As to noise levels: funnily enough you do not need the same pixel count per sensor, all you need is a similar technology sensor to reach the same noise level, at the same amount of total photons captured, and even then only when an image is displayed or printed at the same size. This is why a 4/3 sensor is approximately 4 times noisier than a FF sensor, it just captures 4 times less total light for that same image surface area. And this is where the confusion with "iso equivalence" comes in, as the total amount of light can be made equal, namely by selecting a 4x slower iso for a 4/3 sensor (as compared to a FF sensor). IOW, noise is a function of total amount of light captured for a given surface area and magnification, while iso is a measurement for sensitivity, whether artificial or not.
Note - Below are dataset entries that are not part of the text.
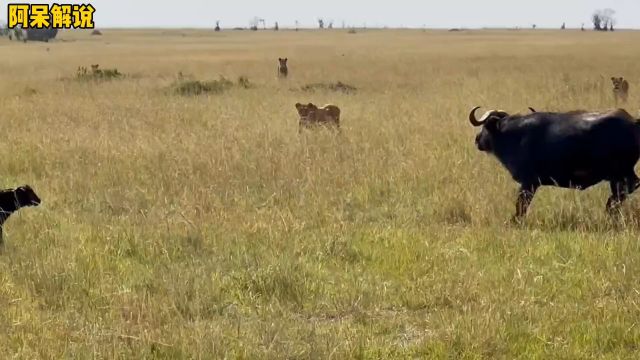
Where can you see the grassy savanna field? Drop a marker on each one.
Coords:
(204, 227)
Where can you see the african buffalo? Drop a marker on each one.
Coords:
(576, 149)
(11, 200)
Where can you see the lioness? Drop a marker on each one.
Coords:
(311, 115)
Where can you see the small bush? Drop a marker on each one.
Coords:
(338, 86)
(197, 87)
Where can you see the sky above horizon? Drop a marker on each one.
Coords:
(398, 13)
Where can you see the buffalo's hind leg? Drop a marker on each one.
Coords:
(620, 189)
(525, 197)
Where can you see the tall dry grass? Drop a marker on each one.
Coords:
(205, 227)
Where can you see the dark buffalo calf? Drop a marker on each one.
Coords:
(11, 200)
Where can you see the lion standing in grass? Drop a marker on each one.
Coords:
(311, 115)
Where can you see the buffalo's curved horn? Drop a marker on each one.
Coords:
(472, 117)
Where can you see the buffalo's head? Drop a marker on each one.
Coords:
(25, 196)
(490, 123)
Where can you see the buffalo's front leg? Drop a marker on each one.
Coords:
(619, 191)
(525, 196)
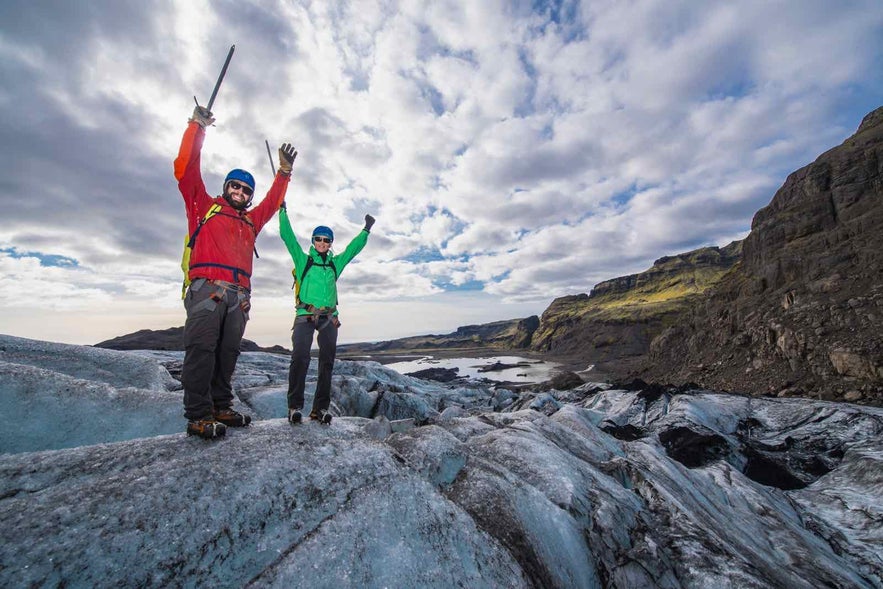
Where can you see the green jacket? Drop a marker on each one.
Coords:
(319, 287)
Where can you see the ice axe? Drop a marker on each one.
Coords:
(270, 155)
(211, 100)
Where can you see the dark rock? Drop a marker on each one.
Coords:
(791, 318)
(627, 432)
(510, 335)
(499, 366)
(436, 374)
(693, 448)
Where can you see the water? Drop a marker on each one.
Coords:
(528, 371)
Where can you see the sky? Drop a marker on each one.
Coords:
(512, 152)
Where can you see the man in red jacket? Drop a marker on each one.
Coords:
(222, 236)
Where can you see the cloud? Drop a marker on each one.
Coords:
(510, 151)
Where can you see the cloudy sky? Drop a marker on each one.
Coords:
(511, 151)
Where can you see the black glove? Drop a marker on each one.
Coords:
(286, 158)
(202, 116)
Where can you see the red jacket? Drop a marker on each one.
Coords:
(224, 249)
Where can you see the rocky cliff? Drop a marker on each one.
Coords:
(509, 334)
(614, 325)
(802, 314)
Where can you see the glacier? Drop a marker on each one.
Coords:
(420, 484)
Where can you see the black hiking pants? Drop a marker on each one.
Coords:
(212, 334)
(302, 340)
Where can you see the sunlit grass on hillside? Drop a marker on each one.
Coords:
(657, 295)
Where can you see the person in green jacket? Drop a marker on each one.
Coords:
(316, 274)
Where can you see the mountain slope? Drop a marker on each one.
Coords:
(803, 313)
(614, 325)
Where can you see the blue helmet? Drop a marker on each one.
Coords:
(324, 231)
(242, 177)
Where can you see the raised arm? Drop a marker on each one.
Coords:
(276, 195)
(187, 167)
(354, 247)
(294, 249)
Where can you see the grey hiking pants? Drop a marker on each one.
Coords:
(302, 341)
(216, 318)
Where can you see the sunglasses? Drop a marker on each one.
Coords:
(237, 186)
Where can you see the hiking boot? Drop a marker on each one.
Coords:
(232, 418)
(206, 428)
(322, 416)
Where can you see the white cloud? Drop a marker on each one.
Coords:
(494, 146)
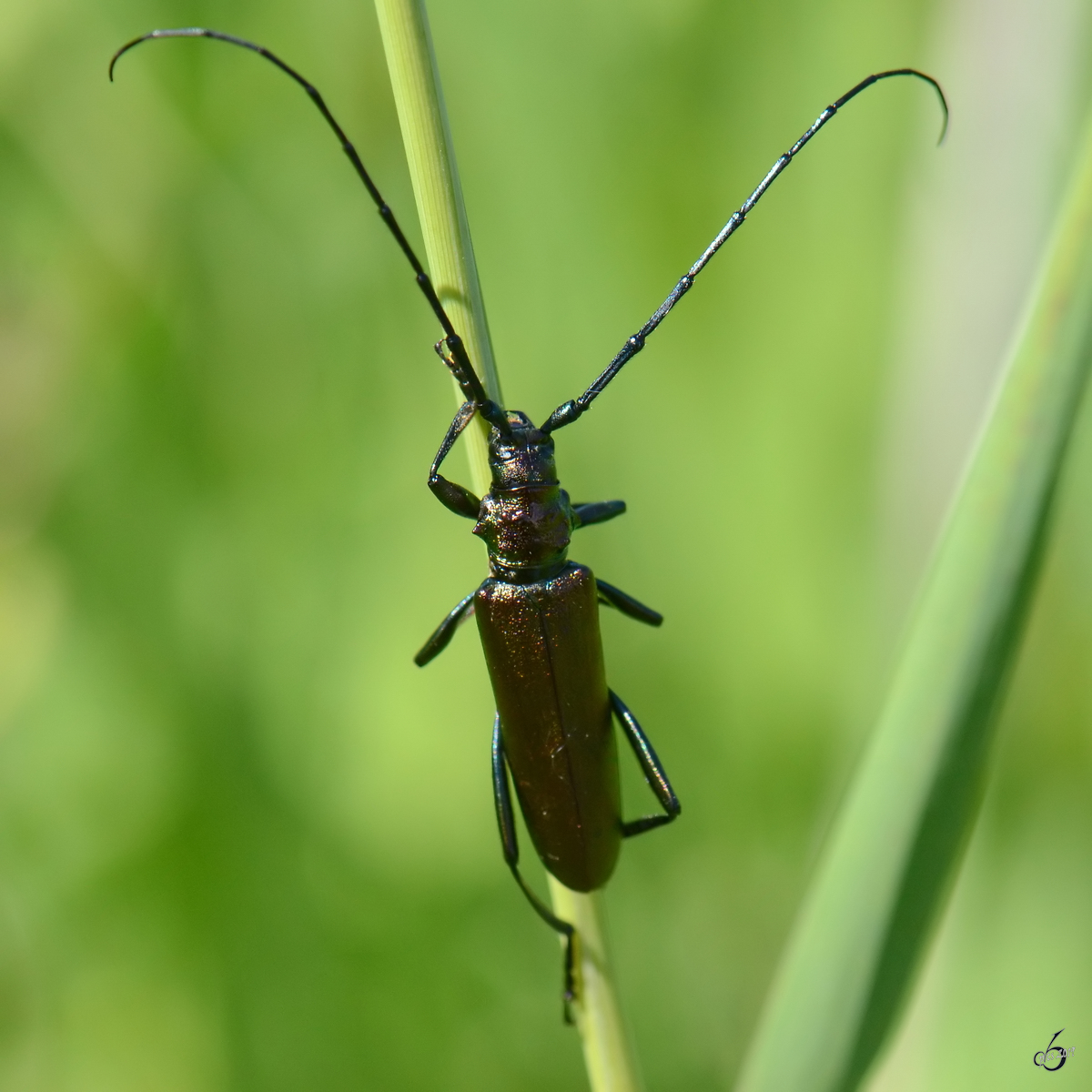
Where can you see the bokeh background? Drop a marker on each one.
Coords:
(245, 844)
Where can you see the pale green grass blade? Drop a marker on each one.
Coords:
(887, 866)
(426, 134)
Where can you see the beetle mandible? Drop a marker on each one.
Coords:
(538, 612)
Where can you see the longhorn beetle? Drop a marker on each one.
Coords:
(538, 612)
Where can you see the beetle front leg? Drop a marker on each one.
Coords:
(506, 820)
(652, 769)
(454, 497)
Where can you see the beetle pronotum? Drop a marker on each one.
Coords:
(538, 612)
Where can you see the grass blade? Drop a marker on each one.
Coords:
(893, 853)
(412, 64)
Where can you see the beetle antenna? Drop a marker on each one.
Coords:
(452, 339)
(567, 413)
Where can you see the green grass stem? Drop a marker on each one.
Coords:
(891, 856)
(412, 63)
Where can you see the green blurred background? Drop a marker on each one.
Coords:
(245, 844)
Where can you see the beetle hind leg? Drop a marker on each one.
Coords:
(652, 769)
(506, 820)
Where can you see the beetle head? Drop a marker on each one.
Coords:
(524, 457)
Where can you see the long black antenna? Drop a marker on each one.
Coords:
(567, 413)
(459, 361)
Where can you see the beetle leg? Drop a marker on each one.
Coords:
(506, 820)
(616, 598)
(652, 769)
(600, 511)
(443, 633)
(454, 497)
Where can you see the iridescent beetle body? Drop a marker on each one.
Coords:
(538, 612)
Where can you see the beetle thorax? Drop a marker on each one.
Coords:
(525, 519)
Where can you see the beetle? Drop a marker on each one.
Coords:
(538, 612)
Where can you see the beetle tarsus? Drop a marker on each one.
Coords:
(506, 822)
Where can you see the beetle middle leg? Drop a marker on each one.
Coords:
(652, 769)
(617, 599)
(441, 637)
(506, 820)
(599, 511)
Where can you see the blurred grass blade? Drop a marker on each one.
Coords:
(427, 137)
(887, 866)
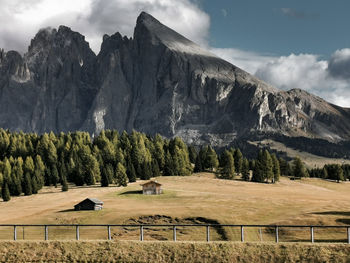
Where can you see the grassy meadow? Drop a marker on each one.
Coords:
(196, 199)
(189, 252)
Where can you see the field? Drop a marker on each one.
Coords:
(197, 199)
(102, 251)
(311, 160)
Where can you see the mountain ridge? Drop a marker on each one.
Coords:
(156, 82)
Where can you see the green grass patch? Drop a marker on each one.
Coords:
(127, 251)
(134, 193)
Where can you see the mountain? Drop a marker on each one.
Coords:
(156, 82)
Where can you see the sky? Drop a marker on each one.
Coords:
(287, 43)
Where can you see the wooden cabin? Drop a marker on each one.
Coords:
(89, 204)
(152, 188)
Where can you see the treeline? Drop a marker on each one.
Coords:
(28, 161)
(332, 172)
(230, 163)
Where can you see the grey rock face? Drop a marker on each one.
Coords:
(156, 82)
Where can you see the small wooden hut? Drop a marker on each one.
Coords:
(152, 188)
(89, 204)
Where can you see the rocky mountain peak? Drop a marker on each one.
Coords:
(157, 82)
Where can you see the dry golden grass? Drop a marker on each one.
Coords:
(103, 251)
(308, 201)
(309, 159)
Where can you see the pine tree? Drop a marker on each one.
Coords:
(169, 165)
(211, 160)
(155, 168)
(27, 184)
(54, 178)
(147, 171)
(39, 171)
(259, 168)
(5, 193)
(198, 164)
(17, 177)
(121, 177)
(131, 172)
(228, 168)
(324, 173)
(245, 170)
(192, 153)
(35, 187)
(299, 169)
(339, 175)
(107, 175)
(238, 157)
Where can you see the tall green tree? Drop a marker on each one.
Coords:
(211, 159)
(299, 169)
(27, 184)
(228, 168)
(64, 184)
(276, 168)
(245, 170)
(121, 177)
(238, 157)
(5, 193)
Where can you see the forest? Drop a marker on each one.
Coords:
(29, 161)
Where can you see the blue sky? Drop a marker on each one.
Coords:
(279, 27)
(289, 44)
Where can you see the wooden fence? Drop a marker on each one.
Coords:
(74, 232)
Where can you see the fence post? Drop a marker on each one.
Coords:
(208, 233)
(174, 233)
(109, 232)
(15, 233)
(312, 234)
(46, 233)
(141, 233)
(77, 232)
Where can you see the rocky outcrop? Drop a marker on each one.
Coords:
(156, 82)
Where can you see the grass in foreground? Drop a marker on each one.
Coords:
(103, 251)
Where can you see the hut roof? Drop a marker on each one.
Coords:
(151, 182)
(93, 200)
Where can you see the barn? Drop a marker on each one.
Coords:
(89, 204)
(152, 188)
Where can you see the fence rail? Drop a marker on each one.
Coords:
(273, 230)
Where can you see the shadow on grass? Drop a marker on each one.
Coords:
(336, 213)
(345, 221)
(66, 210)
(135, 192)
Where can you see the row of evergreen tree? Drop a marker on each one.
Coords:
(28, 161)
(335, 172)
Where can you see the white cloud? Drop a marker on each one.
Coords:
(247, 60)
(224, 12)
(327, 79)
(21, 20)
(339, 64)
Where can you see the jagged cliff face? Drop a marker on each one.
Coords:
(156, 82)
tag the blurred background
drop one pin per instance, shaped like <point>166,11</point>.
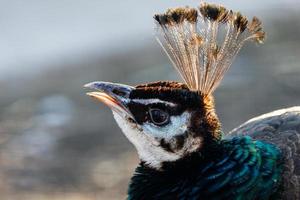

To be very honest, IMO I think it is a moot point. Quality of sensors is at an extremly high level, much more so than film ever was, even with a 4/3 sensor.
Kind regards, Wim
When talking about equivalency:
Equivalent focal lengths are not the same focal lengths. They merely are focal length which result in the same FOV.
Equivalent f-stops are not the same f-stops. They merely represent the same apparent aperture diameter, resulting in the same DOF.
Equivalent ISO settings are not the same ISO settings, nor are they the same number of photons per square mile/kilometer/inch or mm. They merely are ISO settings resulting in the same exposure time. As a side product, if sensors are from the same generation, using similar technology, one will have similar image noise.
That you in your own mind have fabricated a different idea of what "equivalent ISO setting" should mean, is your own business. But don't try to patronise me or others with that nonsense, when we are not wrong.